The missionaries often ask me why I wear a suit to do the dirty work, when I am totally soaked in sweat. I tell them that it is an assignment from President Vest. He wants me to set an example to them of what to be wearing. I hope that it has been worth it.
I got a nice new suit for my birthday from my daughters. Too nice to work in. So I went to the Men's Wearhouse for new suits this weekend as I have worn out several suits of late. I am still struggling with the sticker shock. Suits were just not made for old, fat guys to work hard in and the good-fitting new ones are really expensive. But I will continue to do it just as exactly as I can because I was asked by my priesthood leader to do it that way.
I pray that the small sacrifice on my part will somehow be seen by the missionaries as how it is supposed to be done, even though it is not pretty. That they will dress the part they play and be seen as the Lord wants them seen. Handsome, clean-cut, dressed well, well behaved, sincere, honest and truthful bearers of the Lord's message. That they may teach the world the truth.
Sunday, October 4, 2015
October 4, 2015It has been a cool, Fall day here in Missouri on this October Conference Sunday. We have spent the day with Addie, Eric, Zane, and Max. We have made our mission tour of the church history sites with a stop in the Liberty Stake Center for Sunday morning session. It has been a wonderful, historical conference. Now, who doesn't say those very words every 6 months when conference is over? It has been especially eventful for us with the Gaylord family here
Each time we have a daughter and her husband come to visit, we marvel at their little families and love to watch their specific family dynamics. This little family is easy to enjoy. The two boys scuffle like puppy dogs in the back seat, Addie directs everyone's activities, and Eric drives and let's her do it. But tonight, they are tired. We are tired. So, I am posting for the Seaman companionship. I just add a final amen to the things we have seen and heard this weekend. Amen.

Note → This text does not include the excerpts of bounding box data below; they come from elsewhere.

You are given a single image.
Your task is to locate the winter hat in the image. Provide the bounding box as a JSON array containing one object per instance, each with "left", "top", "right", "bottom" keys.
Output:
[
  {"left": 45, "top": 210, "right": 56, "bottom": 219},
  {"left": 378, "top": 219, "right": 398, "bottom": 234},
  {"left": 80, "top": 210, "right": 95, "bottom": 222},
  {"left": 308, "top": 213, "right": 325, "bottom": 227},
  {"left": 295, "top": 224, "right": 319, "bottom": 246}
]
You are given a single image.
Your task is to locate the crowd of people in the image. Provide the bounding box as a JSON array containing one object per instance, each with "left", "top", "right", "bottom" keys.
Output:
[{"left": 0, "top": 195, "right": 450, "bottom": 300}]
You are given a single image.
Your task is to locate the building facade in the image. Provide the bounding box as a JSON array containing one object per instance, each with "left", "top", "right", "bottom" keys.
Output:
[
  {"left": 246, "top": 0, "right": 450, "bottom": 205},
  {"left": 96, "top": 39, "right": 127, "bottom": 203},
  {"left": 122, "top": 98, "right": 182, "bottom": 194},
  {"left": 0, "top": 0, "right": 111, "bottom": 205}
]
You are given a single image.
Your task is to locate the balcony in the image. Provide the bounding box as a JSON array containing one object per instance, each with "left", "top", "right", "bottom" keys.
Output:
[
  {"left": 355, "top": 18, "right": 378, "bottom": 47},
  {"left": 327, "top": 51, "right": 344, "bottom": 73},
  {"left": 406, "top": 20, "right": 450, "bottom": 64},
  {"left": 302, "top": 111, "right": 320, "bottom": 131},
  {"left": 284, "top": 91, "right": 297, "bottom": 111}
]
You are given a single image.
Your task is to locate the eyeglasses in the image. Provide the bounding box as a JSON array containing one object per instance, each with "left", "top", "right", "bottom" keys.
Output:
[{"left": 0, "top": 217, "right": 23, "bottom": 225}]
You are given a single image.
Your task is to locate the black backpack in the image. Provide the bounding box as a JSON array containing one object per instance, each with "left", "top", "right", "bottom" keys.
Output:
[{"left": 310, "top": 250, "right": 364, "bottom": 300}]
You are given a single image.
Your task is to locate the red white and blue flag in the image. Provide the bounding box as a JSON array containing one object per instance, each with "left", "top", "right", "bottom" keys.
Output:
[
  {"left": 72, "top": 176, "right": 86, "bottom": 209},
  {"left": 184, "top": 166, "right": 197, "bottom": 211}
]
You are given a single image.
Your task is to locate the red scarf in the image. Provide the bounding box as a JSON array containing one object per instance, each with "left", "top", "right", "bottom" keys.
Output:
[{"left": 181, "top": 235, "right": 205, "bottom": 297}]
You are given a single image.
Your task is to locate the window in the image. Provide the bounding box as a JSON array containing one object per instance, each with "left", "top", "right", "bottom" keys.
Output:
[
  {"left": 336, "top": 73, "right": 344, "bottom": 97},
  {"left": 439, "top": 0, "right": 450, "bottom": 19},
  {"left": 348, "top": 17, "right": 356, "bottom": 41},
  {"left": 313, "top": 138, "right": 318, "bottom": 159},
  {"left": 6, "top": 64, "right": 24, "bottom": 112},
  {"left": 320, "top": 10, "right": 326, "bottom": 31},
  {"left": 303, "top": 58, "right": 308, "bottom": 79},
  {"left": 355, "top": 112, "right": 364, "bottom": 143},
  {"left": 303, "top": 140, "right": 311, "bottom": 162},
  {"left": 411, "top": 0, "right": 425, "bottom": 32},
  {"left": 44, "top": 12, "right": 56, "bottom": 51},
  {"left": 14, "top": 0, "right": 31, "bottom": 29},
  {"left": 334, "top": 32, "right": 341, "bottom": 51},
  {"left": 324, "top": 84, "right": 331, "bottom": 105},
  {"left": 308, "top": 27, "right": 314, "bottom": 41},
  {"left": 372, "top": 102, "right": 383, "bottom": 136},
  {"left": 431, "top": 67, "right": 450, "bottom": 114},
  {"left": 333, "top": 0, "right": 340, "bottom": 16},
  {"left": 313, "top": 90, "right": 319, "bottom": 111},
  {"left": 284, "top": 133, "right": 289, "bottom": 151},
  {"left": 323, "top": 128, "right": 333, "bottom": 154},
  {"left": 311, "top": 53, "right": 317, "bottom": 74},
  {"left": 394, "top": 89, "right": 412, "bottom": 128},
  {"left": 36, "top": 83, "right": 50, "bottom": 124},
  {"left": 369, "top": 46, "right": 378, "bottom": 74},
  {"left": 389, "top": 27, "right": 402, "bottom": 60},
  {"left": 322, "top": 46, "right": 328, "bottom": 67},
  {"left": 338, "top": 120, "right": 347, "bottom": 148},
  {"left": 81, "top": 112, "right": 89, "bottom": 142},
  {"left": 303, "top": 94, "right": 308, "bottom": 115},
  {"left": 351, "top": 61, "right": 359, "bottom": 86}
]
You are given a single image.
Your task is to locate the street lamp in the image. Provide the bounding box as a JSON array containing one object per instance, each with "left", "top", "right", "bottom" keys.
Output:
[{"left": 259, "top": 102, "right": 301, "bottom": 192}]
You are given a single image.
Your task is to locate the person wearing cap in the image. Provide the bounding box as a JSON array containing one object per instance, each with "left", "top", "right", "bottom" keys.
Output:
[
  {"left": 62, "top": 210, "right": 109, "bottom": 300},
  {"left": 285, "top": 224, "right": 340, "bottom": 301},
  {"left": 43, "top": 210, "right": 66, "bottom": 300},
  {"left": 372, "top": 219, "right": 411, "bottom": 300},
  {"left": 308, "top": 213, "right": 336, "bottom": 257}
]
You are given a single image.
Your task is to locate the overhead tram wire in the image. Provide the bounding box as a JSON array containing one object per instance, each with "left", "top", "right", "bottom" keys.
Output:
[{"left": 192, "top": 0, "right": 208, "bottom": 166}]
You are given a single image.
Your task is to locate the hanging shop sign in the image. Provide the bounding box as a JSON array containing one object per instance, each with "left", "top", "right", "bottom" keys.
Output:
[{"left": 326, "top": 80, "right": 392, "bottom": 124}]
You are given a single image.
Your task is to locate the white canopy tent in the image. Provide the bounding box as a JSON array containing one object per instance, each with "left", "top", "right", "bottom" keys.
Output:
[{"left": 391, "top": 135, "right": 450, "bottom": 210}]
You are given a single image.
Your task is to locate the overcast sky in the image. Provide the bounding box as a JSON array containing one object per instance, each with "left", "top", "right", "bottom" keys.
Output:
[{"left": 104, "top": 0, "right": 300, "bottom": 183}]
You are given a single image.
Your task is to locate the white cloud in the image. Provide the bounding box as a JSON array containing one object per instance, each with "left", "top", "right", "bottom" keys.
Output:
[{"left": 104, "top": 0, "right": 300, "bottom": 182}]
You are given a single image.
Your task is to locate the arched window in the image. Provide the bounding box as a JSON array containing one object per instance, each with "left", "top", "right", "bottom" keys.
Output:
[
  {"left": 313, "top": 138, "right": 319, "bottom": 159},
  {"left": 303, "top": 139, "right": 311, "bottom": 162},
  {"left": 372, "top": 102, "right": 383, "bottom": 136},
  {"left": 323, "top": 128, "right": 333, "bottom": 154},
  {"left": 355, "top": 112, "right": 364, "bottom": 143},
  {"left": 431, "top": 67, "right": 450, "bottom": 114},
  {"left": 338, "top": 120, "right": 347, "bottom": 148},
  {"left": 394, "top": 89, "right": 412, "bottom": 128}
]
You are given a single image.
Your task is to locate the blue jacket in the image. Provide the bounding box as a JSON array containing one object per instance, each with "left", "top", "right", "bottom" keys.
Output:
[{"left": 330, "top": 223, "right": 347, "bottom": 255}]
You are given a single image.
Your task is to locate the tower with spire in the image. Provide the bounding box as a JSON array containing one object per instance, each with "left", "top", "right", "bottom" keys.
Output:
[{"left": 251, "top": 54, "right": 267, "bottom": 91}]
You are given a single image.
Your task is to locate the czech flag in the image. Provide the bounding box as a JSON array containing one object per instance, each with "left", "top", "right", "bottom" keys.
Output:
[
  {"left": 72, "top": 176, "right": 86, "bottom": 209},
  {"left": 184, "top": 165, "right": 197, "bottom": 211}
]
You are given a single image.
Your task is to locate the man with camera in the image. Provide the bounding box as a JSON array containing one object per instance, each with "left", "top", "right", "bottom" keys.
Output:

I want to also direct a final word to our six daughters - Mauriah, Kirsten, Jessica, Lindsay, Addie, and Caitlin. My heart was thankful and full today for all of you. Your efforts at goodness. I thought of all of you when Elder Russell M. Nelson spoke of the women of the church and proclaimed to all that you are the women that President Kimball saw as distinct and different in happy ways from the rest of the world. Elder Nelson also proclaimed that you must have a bedrock understanding of the doctrine of Christ . Nothing is more crucial to you than your own conversion. He asked that we women step forward. Rise to our full stature.
So my daughters, I say......I am in. I want to do it. I am going to trust in the doctrine of Christ. I am going to be happy. I will take my rightful and needful place. How about it? It can only be happy and complete with you there. You and your husbands and your beautiful children along with my favorite elder. Let's get the job done.